Ulrike Ehlert’s research has yielded a clear answer: optimists are more likely to stay emotionally healthy. “Optimists have a positive attitude to themselves and the world,” she explains. They see life as benevolent and trust that it will go on even if things occasionally go wrong. This means they’re better able to deal with stressful situations and feel less under pressure. People suffering from depression, by contrast, lack this positive attitude. This is something Ulrike Ehlert, who has often dealt with depressed and anxious patients, has seen repeatedly. In such cases she tries to put herself in the other person’s shoes. “I want to get an idea of what it means if you always see the glass as half empty rather than half full, if you weigh up every decision five times over and build up cognitive dissonance instead of simply saying ‘no problem.’” This has helped her understand depressed people better as a psychologist. Even though it’s difficult to change such negative basic attitudes, Ulrike Ehlert believes that an optimistic outlook can be trained to some extent. While not everyone’s a born optimist, she believes that reflecting on your own attitudes and noticing where you’re getting in your own way are things you can practice, even in old age, to make your life easier.
As well as finding life easier, men who are emotionally and mentally healthy also look better. This is something that struck Emilou Noser, one of Ehlert’s colleagues, during an experiment. First she measured pictures of men, and then she had women rate the attractiveness of the portraits and say how old they thought the men were. It emerged that the men who felt mentally healthy also made a younger and more attractive impression on the women.
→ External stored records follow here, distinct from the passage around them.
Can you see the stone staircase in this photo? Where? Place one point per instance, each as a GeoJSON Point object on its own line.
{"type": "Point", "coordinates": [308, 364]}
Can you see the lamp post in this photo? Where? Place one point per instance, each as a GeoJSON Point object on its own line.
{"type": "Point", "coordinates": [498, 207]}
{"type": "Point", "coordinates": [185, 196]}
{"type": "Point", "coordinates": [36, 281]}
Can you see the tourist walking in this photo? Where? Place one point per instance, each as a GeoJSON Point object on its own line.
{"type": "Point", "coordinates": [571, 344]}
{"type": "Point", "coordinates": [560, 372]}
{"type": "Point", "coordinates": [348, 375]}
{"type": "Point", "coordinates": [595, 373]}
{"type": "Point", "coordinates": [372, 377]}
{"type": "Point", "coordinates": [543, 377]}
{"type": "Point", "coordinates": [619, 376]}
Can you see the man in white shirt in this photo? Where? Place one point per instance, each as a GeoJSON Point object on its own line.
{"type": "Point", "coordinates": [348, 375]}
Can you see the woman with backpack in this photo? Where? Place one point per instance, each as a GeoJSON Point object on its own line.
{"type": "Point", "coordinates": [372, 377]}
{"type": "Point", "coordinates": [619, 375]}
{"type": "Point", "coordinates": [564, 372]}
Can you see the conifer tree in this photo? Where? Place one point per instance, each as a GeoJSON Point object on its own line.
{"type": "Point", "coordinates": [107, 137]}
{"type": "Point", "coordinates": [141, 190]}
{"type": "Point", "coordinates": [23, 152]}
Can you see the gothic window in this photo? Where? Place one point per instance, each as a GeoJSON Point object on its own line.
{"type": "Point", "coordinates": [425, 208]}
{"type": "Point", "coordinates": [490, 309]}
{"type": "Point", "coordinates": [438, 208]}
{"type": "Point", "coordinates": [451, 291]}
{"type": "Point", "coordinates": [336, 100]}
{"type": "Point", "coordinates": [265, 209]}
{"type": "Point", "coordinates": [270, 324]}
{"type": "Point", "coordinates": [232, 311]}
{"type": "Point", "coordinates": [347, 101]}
Their studies are enabling the psychologists led by Ulrike Ehlert to put the puzzle together piece by piece, and in time they hope to have a comprehensive picture of what keeps men between 40 and 75 fit and healthy. Ulrike hopes this knowledge could someday flow into a healthy aging program at UZH. “The goal would be to give people individual recommendations on how to live a good life as they get older, and how to tackle their fears and problems,” she explains. “It’s about optimizing resources rather than fixing weaknesses.”
To gain even more know-how, the psychologists want to look at the healthy men they have been investigating in a few years’ time to see how stable their development has been. In the meantime, however, they plan to embark on a second major project: from this fall they’ll be devoting themselves to women’s health 40+ in a project analogous to their work with men. This way it will eventually be possible to compare how small differences affect the health and satisfaction of men and women in the best years of their life.